Thursday, November 8, 2012
Practices of Prayer in the Early Church: Standing before God
“Who may ascend the hill of the Lord?
Who may stand in his holy place?” (Ps 24:3)
When we think about Christians during the first several centuries, persecution and martyrdom are probably the first things that come to mind. Their radical commitment to Christ and bold witness offer a model for contemporary Christians, and they challenge us to live a life of uncompromising faith.
Early believers also present us an example of fervent prayer. Prayer was the very pulse or their relationship with the Lord. Indeed, during times of persecution, prayer is essential. These Christians either pursued God with their whole heart and life, or they quickly renounced their faith and chose to fade into the pagan world.
Although information on the prayer of the early Christians in sparse, we know that for them the standard posture of prayer was standing. In writings on prayer—as well as etchings on early Christians grave stones—we consistently see them standing before God when they prayed. Instead of sitting comfortably in a chair during prayer, as so many do today, the early believers got onto their feet.
This makes sense. Since most of the first Christians were Jews, they simply followed the practices of the Old Testament. Prayer and worship in the Old Testament were active, to say the least. “Come, bless the Lord, all you servants of the Lord,/ who stand by night in the house of the Lord!” (Ps 134:1 RSV). Indeed, if we visit Jerusalem today, we see devout Jews and Christians alike standing and offering prayers at the Wailing Wall.
Attitude of Attention and Respect
What is the significance of standing? First, standing is a sign of respect. Our culture has lost much of this. One setting where standing in respect has continued, however, is in the courtroom, where everyone is still required to stand out of respect for the office of the judge and she or he enters the room. How much more, then, should I show respect to the Judge and Creator and Ruler of the Ages?
Standing is likewise a position of attentiveness. Sitting in a comfortable chair, how easy it is to let my mind wander. When I stand at attention, however, I am more alert and engaged. My posture declares that I am fully present and ready to move as God gives direction for my life.

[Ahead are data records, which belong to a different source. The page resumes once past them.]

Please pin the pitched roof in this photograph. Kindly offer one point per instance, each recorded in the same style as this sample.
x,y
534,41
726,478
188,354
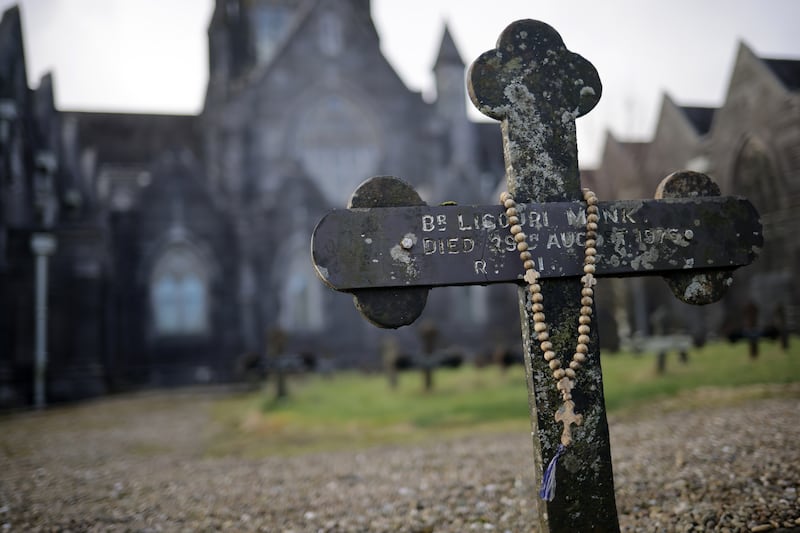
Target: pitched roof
x,y
448,53
699,117
787,70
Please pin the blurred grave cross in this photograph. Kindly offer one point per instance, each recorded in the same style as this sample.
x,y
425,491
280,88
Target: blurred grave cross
x,y
389,248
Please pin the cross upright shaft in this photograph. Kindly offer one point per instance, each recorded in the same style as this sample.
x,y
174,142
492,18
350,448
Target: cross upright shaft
x,y
536,88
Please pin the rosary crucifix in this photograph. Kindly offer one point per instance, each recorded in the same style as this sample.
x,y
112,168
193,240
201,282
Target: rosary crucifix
x,y
390,248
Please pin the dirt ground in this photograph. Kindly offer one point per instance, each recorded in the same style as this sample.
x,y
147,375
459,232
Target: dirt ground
x,y
140,463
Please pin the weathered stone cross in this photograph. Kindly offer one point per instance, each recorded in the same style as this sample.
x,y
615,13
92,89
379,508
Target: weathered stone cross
x,y
389,248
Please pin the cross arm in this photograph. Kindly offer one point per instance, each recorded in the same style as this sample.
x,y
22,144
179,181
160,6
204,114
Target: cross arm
x,y
432,246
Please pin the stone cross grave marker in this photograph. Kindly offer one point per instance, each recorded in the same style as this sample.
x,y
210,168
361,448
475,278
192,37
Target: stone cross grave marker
x,y
390,248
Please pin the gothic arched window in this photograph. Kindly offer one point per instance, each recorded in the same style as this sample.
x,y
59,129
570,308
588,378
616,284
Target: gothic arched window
x,y
179,293
301,297
338,146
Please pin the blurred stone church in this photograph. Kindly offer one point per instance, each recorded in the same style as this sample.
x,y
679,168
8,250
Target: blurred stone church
x,y
181,242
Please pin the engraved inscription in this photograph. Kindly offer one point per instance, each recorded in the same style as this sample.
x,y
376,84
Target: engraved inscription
x,y
453,233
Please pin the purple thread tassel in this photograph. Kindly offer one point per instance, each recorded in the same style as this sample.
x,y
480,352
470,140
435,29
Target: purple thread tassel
x,y
548,490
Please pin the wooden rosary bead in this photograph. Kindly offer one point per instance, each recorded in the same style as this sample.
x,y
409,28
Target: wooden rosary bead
x,y
565,376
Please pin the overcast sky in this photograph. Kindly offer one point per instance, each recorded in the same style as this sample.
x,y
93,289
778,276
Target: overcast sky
x,y
151,55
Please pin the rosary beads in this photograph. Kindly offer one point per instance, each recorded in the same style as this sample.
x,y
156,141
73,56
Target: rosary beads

Over the past couple months as my wife and I have read about the early Christians and their practice of prayer, it has challenged me to stand before the Lord in prayer during morning devotions and at night before bed. Certainly we can pray any time and any place and in any position—and I will continue to do so throughout the day. However, when I have the opportunity to stand before God in prayer, I want to do so as a statement of my utter awe and respect for him and as a posture of attentiveness, listening and engaged presence.